C’était un homme religieux, d’une piété sans rudesse et sans rigorisme. Quoique M*** ne fût pas dévot, il ne critiquait jamais ces sentiments dans les autres. Laroche, sa fille, et la gouvernante unirent leur prière pour remercier Dieu de la convalescence du vieillard : pendant ces actions de grâces, le philosophe allait, un bâton à la main, faire une promenade suivi de son chien.

– Hélas ! mon maître n’est pas chrétien, disait la gouvernante, mais c’est le meilleur des non-croyants.

– Quoi ! s’écriait Mlle Laroche, et cependant il a sauvé mon père. Dieu l’en bénisse ; je voudrais qu’il fût chrétien.
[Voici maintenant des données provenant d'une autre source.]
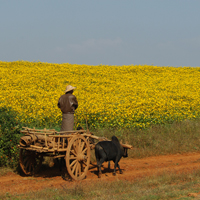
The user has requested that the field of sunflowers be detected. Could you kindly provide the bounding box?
[0,61,200,128]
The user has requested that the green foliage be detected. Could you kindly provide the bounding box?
[0,107,22,168]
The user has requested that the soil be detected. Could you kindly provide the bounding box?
[0,153,200,194]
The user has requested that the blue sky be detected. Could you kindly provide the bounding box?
[0,0,200,67]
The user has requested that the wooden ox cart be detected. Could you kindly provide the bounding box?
[19,127,132,180]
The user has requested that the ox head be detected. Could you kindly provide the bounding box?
[123,147,128,158]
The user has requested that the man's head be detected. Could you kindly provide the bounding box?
[65,85,76,94]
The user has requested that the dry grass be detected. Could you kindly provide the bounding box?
[94,119,200,158]
[0,170,200,200]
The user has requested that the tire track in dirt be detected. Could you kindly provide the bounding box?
[0,153,200,194]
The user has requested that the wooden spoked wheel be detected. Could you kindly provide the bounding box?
[19,149,43,175]
[65,135,90,180]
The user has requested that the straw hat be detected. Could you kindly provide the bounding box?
[65,85,76,93]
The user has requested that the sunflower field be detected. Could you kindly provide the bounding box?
[0,61,200,128]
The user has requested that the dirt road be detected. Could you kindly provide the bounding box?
[0,153,200,194]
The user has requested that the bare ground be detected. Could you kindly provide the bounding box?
[0,153,200,194]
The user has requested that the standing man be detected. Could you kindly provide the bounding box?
[58,85,78,131]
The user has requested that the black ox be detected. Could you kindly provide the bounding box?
[95,136,128,178]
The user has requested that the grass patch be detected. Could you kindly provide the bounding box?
[0,167,13,177]
[0,170,200,200]
[94,119,200,158]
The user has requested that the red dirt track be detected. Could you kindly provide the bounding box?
[0,153,200,194]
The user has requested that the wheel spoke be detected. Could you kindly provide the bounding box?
[82,147,87,154]
[72,162,78,174]
[78,163,81,176]
[75,162,79,177]
[70,160,77,168]
[80,142,85,152]
[70,150,77,157]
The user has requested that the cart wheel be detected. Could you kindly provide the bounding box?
[65,135,90,180]
[19,149,43,175]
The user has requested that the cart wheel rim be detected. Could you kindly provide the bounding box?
[19,149,43,175]
[66,135,90,180]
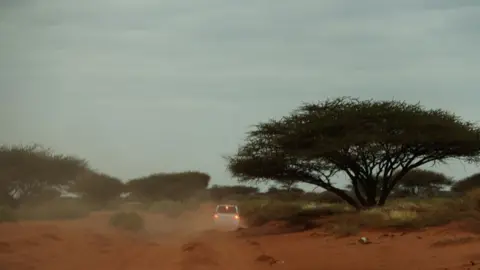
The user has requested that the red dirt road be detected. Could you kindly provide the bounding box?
[0,209,480,270]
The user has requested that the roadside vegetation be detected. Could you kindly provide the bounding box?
[0,98,480,236]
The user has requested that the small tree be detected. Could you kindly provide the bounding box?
[452,173,480,193]
[69,171,125,205]
[0,145,87,206]
[228,98,480,209]
[127,172,210,201]
[395,169,453,197]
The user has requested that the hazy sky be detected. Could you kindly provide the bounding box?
[0,0,480,188]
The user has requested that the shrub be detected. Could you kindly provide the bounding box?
[0,206,17,223]
[15,199,90,220]
[109,212,145,232]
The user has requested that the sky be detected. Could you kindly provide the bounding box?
[0,0,480,190]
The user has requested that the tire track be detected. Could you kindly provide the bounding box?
[181,232,283,270]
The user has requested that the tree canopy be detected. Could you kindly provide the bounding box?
[127,171,210,201]
[227,97,480,209]
[0,145,88,206]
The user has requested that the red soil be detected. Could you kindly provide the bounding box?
[0,209,480,270]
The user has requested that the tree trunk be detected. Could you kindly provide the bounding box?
[326,187,362,211]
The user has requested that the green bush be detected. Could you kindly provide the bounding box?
[0,206,17,223]
[15,199,90,220]
[109,212,145,232]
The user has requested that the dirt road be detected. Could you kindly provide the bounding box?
[0,209,480,270]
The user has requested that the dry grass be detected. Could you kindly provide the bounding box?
[431,236,479,247]
[240,190,480,236]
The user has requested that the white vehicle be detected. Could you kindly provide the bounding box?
[213,204,240,230]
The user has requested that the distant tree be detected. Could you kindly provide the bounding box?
[127,172,210,201]
[69,171,125,204]
[0,145,88,206]
[347,169,453,197]
[452,173,480,193]
[395,169,453,197]
[208,185,258,201]
[315,191,347,203]
[227,98,480,209]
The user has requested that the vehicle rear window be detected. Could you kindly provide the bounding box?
[217,205,237,214]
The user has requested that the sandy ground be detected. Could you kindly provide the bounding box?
[0,206,480,270]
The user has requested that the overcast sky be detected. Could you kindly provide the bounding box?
[0,0,480,188]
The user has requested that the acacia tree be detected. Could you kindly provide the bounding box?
[346,169,453,197]
[227,97,480,209]
[0,144,87,206]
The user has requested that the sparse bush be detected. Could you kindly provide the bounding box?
[327,223,360,237]
[15,199,90,220]
[109,212,145,232]
[0,206,17,223]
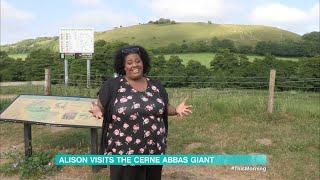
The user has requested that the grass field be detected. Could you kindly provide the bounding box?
[1,22,301,52]
[164,53,299,67]
[0,86,320,179]
[8,53,28,60]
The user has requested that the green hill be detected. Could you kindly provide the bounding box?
[1,23,301,53]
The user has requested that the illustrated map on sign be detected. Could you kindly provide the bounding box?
[0,95,102,127]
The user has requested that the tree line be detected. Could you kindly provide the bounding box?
[0,40,320,90]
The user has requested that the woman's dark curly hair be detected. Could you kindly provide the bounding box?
[114,45,150,76]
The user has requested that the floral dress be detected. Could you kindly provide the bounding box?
[105,78,166,155]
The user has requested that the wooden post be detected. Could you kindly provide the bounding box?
[44,69,51,96]
[268,69,276,114]
[90,128,98,173]
[23,123,32,159]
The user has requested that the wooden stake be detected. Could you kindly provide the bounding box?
[268,69,276,114]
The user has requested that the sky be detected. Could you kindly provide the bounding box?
[0,0,320,45]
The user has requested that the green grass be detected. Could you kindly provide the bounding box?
[164,53,299,67]
[0,87,320,179]
[96,23,300,48]
[1,23,301,52]
[9,53,28,60]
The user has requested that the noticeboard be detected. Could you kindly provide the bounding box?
[59,28,94,54]
[0,95,102,127]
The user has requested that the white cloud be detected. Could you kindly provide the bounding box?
[64,9,139,27]
[146,0,235,21]
[0,0,36,44]
[72,0,101,6]
[310,3,320,18]
[1,0,35,21]
[251,3,308,23]
[249,3,319,34]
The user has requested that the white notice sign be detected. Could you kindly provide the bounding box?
[59,28,94,54]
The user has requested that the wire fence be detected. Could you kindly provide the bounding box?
[0,74,320,116]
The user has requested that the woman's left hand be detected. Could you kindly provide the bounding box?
[176,98,192,117]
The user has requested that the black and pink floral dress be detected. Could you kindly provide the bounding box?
[105,78,166,155]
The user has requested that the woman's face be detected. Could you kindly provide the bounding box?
[124,54,143,79]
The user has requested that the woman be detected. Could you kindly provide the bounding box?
[91,46,192,180]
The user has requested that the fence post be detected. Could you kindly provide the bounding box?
[268,69,276,114]
[44,69,51,96]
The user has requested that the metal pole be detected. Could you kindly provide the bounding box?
[44,69,51,96]
[87,59,90,88]
[268,69,276,114]
[90,128,98,173]
[23,123,32,159]
[64,58,69,86]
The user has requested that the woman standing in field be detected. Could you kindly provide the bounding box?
[91,46,192,180]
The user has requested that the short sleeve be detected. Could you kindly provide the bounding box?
[97,81,111,109]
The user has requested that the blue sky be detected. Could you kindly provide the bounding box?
[1,0,319,45]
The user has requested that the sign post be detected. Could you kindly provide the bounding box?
[59,28,94,88]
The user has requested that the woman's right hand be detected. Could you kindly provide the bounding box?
[89,102,103,119]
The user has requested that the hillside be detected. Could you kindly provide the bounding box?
[1,23,301,53]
– Il y a dans les sciences humaines, mon enfant, disait le père, un orgueil qui ferme souvent les yeux des hommes aux vérités sublimes de la révélation : c’est ce qui fait que les adversaires du christianisme se rencontrent parmi des hommes d’une vie pure et vertueuse, aussi bien que parmi les caractères licencieux et dissipés. Quelquefois même j’ai vu s’opérer plus facilement la conversion de ces derniers que celle des autres, parce que le nuage des passions est plus aisé à dissiper que le prestige des fausses théories et des déceptions.
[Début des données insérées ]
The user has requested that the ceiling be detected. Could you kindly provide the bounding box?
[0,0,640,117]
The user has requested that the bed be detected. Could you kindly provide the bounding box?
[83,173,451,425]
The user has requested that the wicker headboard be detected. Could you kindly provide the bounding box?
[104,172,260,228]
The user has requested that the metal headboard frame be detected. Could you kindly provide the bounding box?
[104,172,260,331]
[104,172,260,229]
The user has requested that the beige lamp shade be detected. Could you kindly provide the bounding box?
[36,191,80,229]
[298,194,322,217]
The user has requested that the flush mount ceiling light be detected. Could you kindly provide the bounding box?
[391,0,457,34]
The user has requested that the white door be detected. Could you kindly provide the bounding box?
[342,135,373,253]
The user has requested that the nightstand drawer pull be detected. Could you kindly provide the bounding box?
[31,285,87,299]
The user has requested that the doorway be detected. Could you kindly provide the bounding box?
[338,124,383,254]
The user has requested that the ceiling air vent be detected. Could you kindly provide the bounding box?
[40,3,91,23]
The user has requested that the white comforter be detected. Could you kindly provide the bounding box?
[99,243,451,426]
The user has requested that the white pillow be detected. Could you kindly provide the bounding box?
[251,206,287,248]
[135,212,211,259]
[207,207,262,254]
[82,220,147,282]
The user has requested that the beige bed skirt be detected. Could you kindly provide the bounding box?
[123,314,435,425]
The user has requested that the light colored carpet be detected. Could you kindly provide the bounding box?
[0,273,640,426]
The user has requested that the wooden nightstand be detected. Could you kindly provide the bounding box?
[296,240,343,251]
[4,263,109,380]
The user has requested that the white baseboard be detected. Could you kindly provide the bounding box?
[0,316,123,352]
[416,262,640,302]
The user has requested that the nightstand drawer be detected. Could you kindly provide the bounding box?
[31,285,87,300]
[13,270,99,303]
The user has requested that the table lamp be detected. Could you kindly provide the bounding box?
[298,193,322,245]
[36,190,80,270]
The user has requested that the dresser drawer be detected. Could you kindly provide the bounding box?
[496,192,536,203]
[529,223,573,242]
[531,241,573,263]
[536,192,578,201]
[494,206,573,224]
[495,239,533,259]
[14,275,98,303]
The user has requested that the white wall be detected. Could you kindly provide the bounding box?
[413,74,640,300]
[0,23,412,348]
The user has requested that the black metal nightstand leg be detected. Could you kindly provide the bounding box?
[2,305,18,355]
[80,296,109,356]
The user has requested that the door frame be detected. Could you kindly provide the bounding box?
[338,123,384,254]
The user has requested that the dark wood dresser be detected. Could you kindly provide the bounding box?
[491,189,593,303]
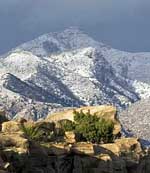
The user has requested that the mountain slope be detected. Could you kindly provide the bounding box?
[0,28,150,119]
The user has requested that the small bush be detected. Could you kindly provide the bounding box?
[20,124,41,141]
[59,119,75,132]
[74,111,114,143]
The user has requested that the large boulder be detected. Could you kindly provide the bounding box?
[0,133,29,152]
[46,105,121,135]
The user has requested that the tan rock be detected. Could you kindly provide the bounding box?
[71,142,94,155]
[2,121,20,133]
[47,143,70,156]
[99,143,121,156]
[46,105,121,135]
[0,133,29,150]
[115,138,142,154]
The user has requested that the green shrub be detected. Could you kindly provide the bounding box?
[59,119,75,132]
[20,124,41,141]
[74,111,114,143]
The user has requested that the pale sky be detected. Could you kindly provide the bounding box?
[0,0,150,54]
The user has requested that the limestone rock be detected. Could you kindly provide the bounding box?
[71,142,95,155]
[0,133,29,151]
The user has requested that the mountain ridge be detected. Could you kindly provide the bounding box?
[0,28,150,119]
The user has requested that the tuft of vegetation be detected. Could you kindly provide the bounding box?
[59,119,75,132]
[74,111,114,143]
[20,124,41,141]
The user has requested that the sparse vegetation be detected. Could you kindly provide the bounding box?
[59,119,75,132]
[74,111,114,143]
[20,124,41,141]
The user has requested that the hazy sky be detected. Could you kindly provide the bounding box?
[0,0,150,53]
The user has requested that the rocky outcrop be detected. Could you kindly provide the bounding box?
[0,135,150,173]
[0,106,150,173]
[46,105,121,135]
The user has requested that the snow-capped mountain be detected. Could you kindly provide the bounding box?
[0,28,150,119]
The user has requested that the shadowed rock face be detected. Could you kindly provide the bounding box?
[0,106,150,173]
[119,99,150,145]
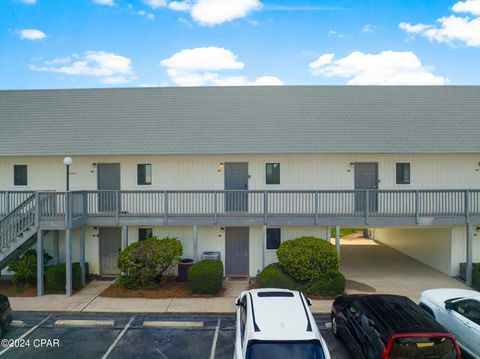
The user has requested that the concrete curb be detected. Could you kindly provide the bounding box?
[143,320,204,329]
[55,319,115,328]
– Mais du moins M*** sera chrétien avant de mourir, disait Mlle Laroche.

Elle fut interrompue par l’arrivée du philosophe qui prit sa main avec un air de bonté ; elle la retira en silence, baissa les yeux et quitta l’appartement.

– J’ai rendu grâces à Dieu, dit le bon Laroche, de ma convalescence.

– C’est bien, répliqua M***.

– Je ne voudrais pas, reprit Laroche en hésitant, penser autrement, car si ce n’était la reconnaissance pour l’Être divin, je me réjouirais à peine de ma guérison, que je pourrais regarder comme le continuation d’une vie qui n’est pas un bien véritable : hélas ! je vivrai peut-être pour désirer d’être mort, pour regretter que vous ne m’ayez pas laissé mourir au lieu de me prodiguer des soins si affectueux (il serra la main de M***). Mais quand je considère la vie qui m’est rendue comme le don du Tout-Puissant, j’éprouve un bien autre sentiment ; mon cœur se dilate de reconnaissance et d’amour pour lui. C’est la meilleure préparation pour regarder l’accomplissement de sa volonté, non comme un devoir, mais comme un plaisir, et pour concevoir de l’horreur pour toute infraction à ses désirs.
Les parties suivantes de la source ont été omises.